CIA ve NSA dahil 18 ulusal istihbarat ajansının bağlı olduğu çatı istihbarat kuruluşunun başına gelecek olan Avril Heines de, tam bir şahin. Heines eski CIA Başkan Yardımcısı. Obama’nın dron savaşlarının planlayıcılarından. İşkenceci geçmişiyle bilinen CIA Başkanı Gina Haspel’e yakın bir isim.
Obama döneminde, senatörlerin bilgisayarlarına giren CIA ajanlarını koruyan bir kişi.
Yani kadın veya siyahi olmak insanları melek ya da güvercin yapmıyor.
Bu özellikler daha çok bir tür kamuflaj olarak kullanılıyor.
Obama ve Hillary’de bunu gördük.
Çin’e karşı sürülen mücadelede önemli piyon olan Hindistan’a selam çakarcasına, Hint kökenli Kamala Harris başkan yardımcısı yapıldı. Harris zamanında zengin bir iş adamı avukatın metresi olarak politikada yükseldi.

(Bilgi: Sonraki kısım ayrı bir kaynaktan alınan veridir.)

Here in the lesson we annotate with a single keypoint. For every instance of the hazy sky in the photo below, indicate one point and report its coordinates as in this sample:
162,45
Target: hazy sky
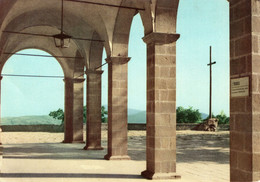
201,23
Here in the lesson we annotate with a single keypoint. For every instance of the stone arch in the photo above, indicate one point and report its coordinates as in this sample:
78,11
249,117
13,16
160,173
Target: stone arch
160,16
59,60
46,45
37,17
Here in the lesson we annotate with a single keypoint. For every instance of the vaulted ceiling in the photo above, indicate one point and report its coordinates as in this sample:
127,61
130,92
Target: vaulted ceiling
85,20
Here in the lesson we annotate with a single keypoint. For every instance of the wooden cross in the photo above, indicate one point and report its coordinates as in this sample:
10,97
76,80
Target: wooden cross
210,82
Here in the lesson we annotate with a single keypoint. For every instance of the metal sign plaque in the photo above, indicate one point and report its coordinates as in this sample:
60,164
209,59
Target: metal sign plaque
240,87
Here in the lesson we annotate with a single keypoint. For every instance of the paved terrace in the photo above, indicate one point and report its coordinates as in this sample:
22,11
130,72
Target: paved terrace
40,157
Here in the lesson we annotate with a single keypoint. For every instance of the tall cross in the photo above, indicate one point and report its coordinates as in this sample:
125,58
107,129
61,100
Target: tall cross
210,82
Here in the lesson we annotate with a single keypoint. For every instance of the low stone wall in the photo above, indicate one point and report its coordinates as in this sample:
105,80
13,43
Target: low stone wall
58,128
32,128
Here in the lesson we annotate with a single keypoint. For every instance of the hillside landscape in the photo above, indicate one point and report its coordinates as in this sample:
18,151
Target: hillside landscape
134,116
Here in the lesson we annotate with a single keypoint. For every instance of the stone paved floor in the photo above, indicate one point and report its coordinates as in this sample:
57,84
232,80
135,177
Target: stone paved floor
200,157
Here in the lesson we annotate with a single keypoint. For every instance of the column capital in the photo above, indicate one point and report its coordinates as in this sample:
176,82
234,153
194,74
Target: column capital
74,80
93,71
160,38
118,60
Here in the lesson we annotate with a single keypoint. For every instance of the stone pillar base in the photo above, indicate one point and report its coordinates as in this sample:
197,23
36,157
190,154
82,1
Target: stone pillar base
152,175
64,141
92,148
117,157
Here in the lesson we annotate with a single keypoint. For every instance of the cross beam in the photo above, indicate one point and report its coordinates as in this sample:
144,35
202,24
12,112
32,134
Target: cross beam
210,82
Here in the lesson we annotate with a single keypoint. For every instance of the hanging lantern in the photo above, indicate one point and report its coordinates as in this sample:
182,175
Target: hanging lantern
62,40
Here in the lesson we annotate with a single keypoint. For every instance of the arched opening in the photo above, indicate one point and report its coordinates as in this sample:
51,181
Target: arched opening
202,24
136,90
32,87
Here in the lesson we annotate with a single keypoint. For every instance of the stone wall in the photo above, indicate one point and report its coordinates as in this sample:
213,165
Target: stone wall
58,128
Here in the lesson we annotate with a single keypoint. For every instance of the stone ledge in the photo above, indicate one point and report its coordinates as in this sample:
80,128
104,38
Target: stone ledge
117,157
152,175
118,60
93,148
90,71
81,141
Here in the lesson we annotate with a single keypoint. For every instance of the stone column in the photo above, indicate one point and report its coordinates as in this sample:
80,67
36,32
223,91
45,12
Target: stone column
245,105
73,119
117,108
161,106
1,110
93,141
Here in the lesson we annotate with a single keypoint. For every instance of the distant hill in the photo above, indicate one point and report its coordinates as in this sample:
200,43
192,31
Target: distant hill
134,116
29,120
130,111
203,115
139,117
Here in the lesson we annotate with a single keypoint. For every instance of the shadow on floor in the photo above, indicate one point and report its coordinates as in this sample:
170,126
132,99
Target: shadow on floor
190,148
67,175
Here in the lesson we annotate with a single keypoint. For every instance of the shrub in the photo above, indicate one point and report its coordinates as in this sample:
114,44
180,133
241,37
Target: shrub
189,115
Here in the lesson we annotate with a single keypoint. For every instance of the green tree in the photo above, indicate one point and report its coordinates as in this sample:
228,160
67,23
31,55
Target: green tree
103,114
59,114
189,115
222,118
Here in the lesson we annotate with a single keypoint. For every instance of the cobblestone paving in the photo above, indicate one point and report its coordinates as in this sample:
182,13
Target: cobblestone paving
40,157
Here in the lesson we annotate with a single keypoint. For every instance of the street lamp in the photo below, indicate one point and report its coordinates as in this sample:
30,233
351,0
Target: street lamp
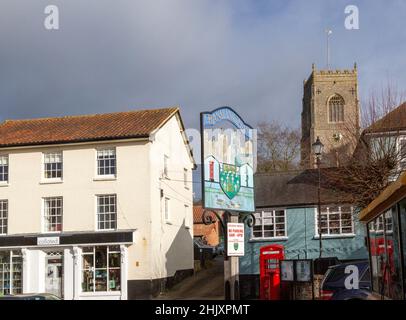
318,151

Kaliforniya Eyalet Başsavcısı iken Kaliforniya Senatörü olarak seçildi. Hızlı yükselişi pek çok gözlemcide kuşku yaratıyor. Genç Hint-Siyahi kökenli kadın politikacı Biden ölürse ABD Başkanı olacak.
Suriye ve Libya’nın bombalanmasını savunan eski Obama elemanı faşist Susan Rice, Dış Politika Konseyi Başkanı olacak. ABD’nin eski Almanya Büyükelçisi Ric Grenell, Rice’ın etkinliğinin çok yüksek olacağını tanımlamak için, “Biden yönetiminin ‘Gölge Başkanı’ olacak” ifadelerini kullandı.
Biden’ın Savunma Bakan Yardımcısı olarak seçtiği Colin Kahl, Suudi Arabistan lideri Muhammed Bin Selman’dan ve BAE’den haz etmeyenlerden. Zaten Selman’ın en büyük endişesi Trump’ın seçimi kaybetmesiydi.
Biden’ın CIA Başkanı William Burns, eski bir diplomat. Bir dönemler Büyükelçilik yaptığı Moskova’dan sorumlu olacak gibi görünüyor.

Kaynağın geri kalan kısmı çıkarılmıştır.